ID.--TERMS OF CONTRACT NOT CONCLUSIVE.--No clause in a contract in terms locating the title to the property forming the subject matter of the contract in one of the parties is controlling upon a court, as against the provisions of the contract, taken as a whole, locating the title in the other party; nor is there anything in the name given to a contract, which can bind or control the court; but the true construction of the contract is to be determined by the legal effect of it considered as a whole, in view of the ruling intention of the parties, gathered from all the language used.

APPEAL from a judgment of the Superior Court of Stanislaus County. WILLIAM O. MINOR, Judge.

The facts are stated in the opinion of the court.

H. G. W. Dinkelspiel, and Stonesifer & Needham, for Appellant.

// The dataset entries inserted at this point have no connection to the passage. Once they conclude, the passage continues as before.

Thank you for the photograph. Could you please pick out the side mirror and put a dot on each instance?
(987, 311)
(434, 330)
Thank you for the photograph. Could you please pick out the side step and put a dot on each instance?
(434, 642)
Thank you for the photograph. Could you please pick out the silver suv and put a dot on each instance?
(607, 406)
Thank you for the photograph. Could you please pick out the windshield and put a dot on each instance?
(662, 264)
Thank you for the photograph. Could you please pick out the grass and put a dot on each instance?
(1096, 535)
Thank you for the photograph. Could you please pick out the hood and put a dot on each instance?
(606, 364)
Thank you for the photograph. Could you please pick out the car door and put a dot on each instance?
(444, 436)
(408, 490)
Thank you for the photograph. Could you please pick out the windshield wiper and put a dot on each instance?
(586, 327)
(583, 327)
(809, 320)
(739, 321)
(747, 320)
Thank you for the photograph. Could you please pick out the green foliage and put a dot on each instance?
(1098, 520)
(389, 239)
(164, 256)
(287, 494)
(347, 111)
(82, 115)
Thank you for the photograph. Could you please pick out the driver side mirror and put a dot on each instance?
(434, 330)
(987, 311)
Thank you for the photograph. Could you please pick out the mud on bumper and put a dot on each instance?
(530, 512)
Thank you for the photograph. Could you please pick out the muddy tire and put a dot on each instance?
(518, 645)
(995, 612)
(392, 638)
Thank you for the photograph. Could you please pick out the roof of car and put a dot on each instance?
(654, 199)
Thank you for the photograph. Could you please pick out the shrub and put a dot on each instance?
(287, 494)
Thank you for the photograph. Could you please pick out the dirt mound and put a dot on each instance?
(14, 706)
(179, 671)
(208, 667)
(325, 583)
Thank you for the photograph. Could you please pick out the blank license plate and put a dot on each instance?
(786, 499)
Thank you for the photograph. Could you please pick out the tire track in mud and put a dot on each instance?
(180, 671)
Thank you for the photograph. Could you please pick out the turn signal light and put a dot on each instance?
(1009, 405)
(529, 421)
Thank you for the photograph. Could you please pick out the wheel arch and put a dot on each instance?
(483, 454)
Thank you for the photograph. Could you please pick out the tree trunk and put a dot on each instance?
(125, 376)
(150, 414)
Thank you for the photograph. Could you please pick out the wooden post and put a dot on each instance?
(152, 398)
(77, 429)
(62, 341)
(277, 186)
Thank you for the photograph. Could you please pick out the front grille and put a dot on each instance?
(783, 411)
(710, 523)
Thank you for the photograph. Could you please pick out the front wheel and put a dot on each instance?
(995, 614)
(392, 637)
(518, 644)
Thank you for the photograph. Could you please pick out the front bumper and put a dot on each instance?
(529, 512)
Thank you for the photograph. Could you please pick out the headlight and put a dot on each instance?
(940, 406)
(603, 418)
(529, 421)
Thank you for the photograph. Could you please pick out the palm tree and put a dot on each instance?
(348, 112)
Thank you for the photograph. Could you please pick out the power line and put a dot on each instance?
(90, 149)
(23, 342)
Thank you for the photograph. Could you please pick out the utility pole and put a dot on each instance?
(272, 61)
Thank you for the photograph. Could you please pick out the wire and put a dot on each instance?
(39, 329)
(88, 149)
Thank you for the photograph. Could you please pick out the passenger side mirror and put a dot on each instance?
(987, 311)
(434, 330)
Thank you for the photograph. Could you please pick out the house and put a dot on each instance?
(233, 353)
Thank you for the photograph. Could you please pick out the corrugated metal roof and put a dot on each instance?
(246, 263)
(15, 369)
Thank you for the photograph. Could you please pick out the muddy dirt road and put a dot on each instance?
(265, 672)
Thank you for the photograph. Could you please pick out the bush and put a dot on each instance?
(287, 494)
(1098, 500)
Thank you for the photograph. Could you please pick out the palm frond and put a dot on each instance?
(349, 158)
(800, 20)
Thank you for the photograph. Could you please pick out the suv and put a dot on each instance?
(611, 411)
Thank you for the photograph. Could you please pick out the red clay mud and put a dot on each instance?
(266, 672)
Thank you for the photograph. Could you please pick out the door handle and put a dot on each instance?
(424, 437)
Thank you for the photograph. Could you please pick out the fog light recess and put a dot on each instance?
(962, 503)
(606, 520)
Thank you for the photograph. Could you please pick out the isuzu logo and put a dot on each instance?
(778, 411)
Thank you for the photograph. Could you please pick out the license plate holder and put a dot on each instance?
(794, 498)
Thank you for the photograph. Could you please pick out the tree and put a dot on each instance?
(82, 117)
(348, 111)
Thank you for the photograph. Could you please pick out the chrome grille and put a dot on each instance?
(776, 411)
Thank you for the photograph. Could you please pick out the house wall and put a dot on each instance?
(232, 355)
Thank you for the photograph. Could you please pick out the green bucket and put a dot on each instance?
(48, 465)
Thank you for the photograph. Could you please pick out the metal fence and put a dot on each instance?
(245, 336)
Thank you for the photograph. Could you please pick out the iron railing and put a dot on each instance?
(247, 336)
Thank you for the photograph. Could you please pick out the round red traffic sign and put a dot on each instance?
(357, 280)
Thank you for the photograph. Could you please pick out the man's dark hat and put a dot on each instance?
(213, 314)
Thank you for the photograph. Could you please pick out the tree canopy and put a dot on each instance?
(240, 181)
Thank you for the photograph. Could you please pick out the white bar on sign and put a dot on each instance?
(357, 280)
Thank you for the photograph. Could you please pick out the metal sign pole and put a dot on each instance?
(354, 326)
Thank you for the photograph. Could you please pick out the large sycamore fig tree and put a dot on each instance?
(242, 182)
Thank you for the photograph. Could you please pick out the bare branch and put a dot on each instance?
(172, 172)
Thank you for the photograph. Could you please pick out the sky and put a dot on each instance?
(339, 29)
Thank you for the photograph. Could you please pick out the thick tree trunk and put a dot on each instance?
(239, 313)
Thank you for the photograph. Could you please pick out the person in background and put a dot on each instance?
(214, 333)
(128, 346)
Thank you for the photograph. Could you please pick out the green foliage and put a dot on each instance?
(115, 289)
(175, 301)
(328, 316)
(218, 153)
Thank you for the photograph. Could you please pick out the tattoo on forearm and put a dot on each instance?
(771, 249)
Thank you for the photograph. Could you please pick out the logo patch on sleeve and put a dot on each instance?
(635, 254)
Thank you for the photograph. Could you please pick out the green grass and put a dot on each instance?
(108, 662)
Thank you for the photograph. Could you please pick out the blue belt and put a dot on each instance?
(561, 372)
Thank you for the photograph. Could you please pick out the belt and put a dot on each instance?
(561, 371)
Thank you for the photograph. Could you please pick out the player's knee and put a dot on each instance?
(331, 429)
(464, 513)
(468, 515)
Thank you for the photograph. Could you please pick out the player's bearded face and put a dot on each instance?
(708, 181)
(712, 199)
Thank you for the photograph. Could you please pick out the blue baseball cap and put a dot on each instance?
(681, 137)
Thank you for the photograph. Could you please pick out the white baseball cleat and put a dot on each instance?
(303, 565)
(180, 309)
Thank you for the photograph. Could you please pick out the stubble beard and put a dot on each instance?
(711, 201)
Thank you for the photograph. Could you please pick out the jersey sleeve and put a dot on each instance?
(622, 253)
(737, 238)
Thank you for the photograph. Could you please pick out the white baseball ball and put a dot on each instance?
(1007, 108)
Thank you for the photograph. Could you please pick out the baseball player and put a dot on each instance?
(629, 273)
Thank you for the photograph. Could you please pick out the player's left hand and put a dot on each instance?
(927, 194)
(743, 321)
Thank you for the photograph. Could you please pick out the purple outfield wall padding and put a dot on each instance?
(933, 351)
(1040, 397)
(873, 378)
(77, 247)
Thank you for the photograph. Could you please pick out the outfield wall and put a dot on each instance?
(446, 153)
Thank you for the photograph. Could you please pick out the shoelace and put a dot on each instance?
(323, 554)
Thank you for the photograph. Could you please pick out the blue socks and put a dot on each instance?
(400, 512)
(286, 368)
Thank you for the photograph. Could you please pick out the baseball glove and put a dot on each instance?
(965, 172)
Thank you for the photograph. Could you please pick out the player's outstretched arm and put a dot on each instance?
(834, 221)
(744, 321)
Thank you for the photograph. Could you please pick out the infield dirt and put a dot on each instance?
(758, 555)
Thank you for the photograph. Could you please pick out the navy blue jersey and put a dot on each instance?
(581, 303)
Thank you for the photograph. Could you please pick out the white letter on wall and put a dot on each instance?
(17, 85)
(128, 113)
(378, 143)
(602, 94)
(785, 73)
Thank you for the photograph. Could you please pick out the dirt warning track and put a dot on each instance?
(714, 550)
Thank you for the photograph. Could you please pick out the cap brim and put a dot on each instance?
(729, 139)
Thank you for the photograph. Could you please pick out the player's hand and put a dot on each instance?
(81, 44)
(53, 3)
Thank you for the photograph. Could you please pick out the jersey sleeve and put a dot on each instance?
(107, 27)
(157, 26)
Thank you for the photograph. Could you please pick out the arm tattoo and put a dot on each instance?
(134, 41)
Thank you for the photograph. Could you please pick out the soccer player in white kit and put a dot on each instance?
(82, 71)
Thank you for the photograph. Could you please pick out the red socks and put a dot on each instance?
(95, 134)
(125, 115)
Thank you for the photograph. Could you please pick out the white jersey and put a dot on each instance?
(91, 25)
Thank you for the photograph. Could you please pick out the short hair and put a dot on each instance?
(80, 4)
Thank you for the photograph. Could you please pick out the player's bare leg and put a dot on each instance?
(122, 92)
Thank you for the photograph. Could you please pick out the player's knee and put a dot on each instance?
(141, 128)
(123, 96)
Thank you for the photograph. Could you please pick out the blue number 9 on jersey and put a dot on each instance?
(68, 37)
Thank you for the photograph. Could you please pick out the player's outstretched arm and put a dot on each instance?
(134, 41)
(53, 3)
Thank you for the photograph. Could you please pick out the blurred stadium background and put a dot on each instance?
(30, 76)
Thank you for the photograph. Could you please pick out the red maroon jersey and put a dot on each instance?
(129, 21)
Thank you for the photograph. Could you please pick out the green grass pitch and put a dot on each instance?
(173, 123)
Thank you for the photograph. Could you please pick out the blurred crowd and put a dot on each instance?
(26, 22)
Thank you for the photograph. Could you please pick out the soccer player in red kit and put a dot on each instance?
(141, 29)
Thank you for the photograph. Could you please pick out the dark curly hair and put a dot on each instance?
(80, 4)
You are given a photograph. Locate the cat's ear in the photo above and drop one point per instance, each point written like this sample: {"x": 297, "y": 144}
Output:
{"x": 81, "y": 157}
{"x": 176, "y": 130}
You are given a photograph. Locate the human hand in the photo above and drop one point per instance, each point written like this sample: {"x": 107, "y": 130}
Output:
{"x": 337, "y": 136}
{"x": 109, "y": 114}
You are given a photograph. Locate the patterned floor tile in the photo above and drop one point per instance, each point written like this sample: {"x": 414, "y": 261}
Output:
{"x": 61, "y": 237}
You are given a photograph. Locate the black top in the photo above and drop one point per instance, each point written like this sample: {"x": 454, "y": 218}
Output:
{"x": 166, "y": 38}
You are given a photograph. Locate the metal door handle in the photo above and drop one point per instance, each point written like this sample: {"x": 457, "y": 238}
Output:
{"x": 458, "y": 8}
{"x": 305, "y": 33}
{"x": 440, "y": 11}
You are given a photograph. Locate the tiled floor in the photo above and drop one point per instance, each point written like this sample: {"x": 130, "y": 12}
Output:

A landlord cannot acquire a lien for rent, reserved in the lease, or the value of the use and occupation of the land, to the exclusion of creditors of the tenant. (Civ. Code, sec. 2888; Hitchcock v. Hasset, 71 Cal. 331; Farnum v. Hefner, 79 Cal. 582; 12 Am. St. Rep. 174.) No lien attached, if any attached at all, or was to attach, until the grain was stored in the nearest warehouse. (Civ. Codé, sec. 2986; Hathaway v. Brayman, 42 N. Y.